Star Trek: Picard Season 2 Had To Be Rewritten Because Of A Ridiculous Reason
The second season of "Star Trek: Picard" started promisingly, but ran out of steam pretty quickly. At the start of the season, the impish all-power trickster Q (John de Lancie) appears to an elderly Admiral Picard (Patrick Stewart) and announces that he'd like to play a game. Q then teleports Picard to an alternate timeline, very much like the Mirror Universe, where everyone is evil. Earth has become a galactic force for tyranny and spends all its resources hunting and killing all other living beings in the galaxy. Picard finds that his alternate self is a dangerous general who keeps a collection of skulls belonging to his fallen foes.
Picard gathers his closest compatriots, also all transported into the Fascist Timeline, and aims to travel back in time to the point where the fascist regime began. Something happened, he finds, in the year 2024, and he needs to investigate the streets of modern Los Angeles looking for clues as to what might have gone wrong. His investigations lead him toward an ancestor of Data's, an ancestor of his own, and into a psychic dimension where he contemplates the fate of his mother. Also, there's a Borg Queen on the loose and references to the ultra-obscure Trek character Gary Seven.
As one can see, the season is all over the place. And it seems that the version that aired was considerably stripped down from the ultra-complex season that was written. It also, it seems, once contained way too many "Star Trek" references for the studio's taste. Terry Matalas, one of the "Picard" showrunners, spoke with Collider back in March, and he revealed what was cut from the show after Paramount interfered, including a magical phone booth and a subplot with Romulans.
There used to be even more clutter in the second season of 'Star Trek: Picard'
Matalas revealed that he and the show's other writers were almost done writing the season's ten episodes before Paramount stepped in to demand dramatic changes. He said that there were "many, many different versions of season 2," and that the finished product has "a lot of different ideas." Yeah. No kidding. There's an entire sequence in "Picard" where a psychic demon clown stalks the living dream space of Admiral Picard, one of the strangest subplots in any "Star Trek" story to date. Matalas doesn't clarify what ideas were in the initial drafts of "Picard" and which ones were wholly invented for the final product, but he did say that Paramount disliked how heady and insular the story was. In his words:
"[They said it was] a bit too sci-fi. [...] We wrote nine episodes at one point and the network was like, 'No, we don't really understand this, it's a bit too sci-fi, it's a bit too in-"Star Trek."'"
Matalas did make note of what ideas were ultimately cut out. For instance, he said there was "a whole thing" with Romulans that never made it to the screen. Also, there used to be a greater significance to 10 Forward, a bar owned by the young Guinan (Ito Aghayere) in 2024 Los Angeles. In the final version, 10 Forward is indeed visited often, and Guinan and Picard spend several scenes reconnoitering there, but as far as anyone can tell, it's an ordinary bar.

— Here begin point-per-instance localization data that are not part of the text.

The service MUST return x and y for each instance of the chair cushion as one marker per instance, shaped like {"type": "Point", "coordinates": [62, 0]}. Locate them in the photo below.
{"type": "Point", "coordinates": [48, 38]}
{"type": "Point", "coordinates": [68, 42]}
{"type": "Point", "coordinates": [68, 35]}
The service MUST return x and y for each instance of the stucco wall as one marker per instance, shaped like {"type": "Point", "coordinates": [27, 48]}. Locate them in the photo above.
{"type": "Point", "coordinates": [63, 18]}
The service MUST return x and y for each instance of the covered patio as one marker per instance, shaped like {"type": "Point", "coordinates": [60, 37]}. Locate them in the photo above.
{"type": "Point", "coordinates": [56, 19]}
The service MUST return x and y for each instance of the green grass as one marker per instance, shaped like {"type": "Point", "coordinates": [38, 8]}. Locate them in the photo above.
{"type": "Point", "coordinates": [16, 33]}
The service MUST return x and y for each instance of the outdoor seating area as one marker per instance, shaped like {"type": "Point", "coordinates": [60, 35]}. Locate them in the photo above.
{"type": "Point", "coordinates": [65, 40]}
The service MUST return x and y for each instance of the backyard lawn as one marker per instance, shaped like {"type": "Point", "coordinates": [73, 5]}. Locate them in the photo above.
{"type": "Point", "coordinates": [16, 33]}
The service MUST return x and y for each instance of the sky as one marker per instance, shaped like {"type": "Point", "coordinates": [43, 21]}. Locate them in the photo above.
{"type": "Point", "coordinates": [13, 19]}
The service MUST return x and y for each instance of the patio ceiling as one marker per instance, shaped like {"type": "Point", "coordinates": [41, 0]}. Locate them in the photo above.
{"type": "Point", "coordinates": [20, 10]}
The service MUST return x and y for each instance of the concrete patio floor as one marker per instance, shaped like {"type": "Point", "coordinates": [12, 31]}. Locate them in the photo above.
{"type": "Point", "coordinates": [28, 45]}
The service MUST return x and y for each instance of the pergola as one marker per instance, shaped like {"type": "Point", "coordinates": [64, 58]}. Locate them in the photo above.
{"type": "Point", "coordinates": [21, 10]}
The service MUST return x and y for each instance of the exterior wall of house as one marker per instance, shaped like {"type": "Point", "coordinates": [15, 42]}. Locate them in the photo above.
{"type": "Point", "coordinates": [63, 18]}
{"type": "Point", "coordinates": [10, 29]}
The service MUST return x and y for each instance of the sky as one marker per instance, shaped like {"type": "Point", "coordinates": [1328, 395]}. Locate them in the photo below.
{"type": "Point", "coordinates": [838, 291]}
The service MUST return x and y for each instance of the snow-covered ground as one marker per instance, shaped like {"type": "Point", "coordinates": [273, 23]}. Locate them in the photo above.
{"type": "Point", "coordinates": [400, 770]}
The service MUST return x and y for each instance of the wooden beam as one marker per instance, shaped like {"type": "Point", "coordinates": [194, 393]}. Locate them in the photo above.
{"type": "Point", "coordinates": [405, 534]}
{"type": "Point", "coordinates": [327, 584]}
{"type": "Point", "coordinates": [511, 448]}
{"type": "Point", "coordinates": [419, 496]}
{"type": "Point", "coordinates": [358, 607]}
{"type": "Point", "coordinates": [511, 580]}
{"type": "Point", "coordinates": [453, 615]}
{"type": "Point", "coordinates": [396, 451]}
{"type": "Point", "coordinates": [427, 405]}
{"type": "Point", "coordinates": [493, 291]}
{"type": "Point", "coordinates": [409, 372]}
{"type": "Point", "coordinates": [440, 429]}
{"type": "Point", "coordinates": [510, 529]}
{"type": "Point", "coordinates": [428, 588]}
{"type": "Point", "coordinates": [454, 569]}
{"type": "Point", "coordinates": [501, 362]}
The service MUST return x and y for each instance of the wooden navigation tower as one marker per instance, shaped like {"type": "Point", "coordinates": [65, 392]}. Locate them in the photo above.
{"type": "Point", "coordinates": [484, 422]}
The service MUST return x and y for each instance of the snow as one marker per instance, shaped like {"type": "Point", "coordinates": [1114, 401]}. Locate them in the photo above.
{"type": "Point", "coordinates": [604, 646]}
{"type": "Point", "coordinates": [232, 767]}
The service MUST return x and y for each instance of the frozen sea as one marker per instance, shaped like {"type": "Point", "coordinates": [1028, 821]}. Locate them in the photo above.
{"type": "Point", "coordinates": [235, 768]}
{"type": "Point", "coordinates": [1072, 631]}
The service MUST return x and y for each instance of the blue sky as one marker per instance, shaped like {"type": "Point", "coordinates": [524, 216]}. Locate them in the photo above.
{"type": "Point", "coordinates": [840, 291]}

According to Matalas, it used to be a far more complex conceit.
Guinan's bar used to be a much more interesting place
10 Forward was supposed to be a gathering place for many galactic species who merely liked dropping in on Earth, undetected, merely for its booze. And who could resist a planet where Drake has his own whiskey brand? Matalas said that the "intergalactic Cheers" idea was rejected. Which he felt was a pity, as he liked the idea. Matalas said:
"The idea was that Guinan's bar was presented as a normal bar in Los Angeles, but if you knew the right thing to do, you could go into the back through the telephone phone booth and that was Rick's Café, and it was a stopping point for all these different species that were actually there on Earth with a 'Do not interfere' thing happening. So you had a lot more 'Star Trek' happening in the backdrop of it. Ultimately, the powers that be at that time were like, 'This is too much.' But there were some really good ideas there that were pretty cool."
Rick's Café is, of course, Rick's Café Américain as seen in Michael Curtiz's "Casablanca," a bar that had drinking for international visitors up front, but a secret casino in the back. Matalas, however, was right about the busyness of "Picard." With references to Gary Seven, a time travel plot, a Borg Queen (Annie Werching), an ambitious evil geneticist, a pending space mission, Picard's clown-infected dream space, the reduction of Q's powers, and a cameo from Wil Wheaton, there was already way too much going on.
Matalas took over as the showrunner for the third season of "Picard," and improved the series greatly. The ending was crass and clunky, but the third season was actually focused and followable. Matalas made good.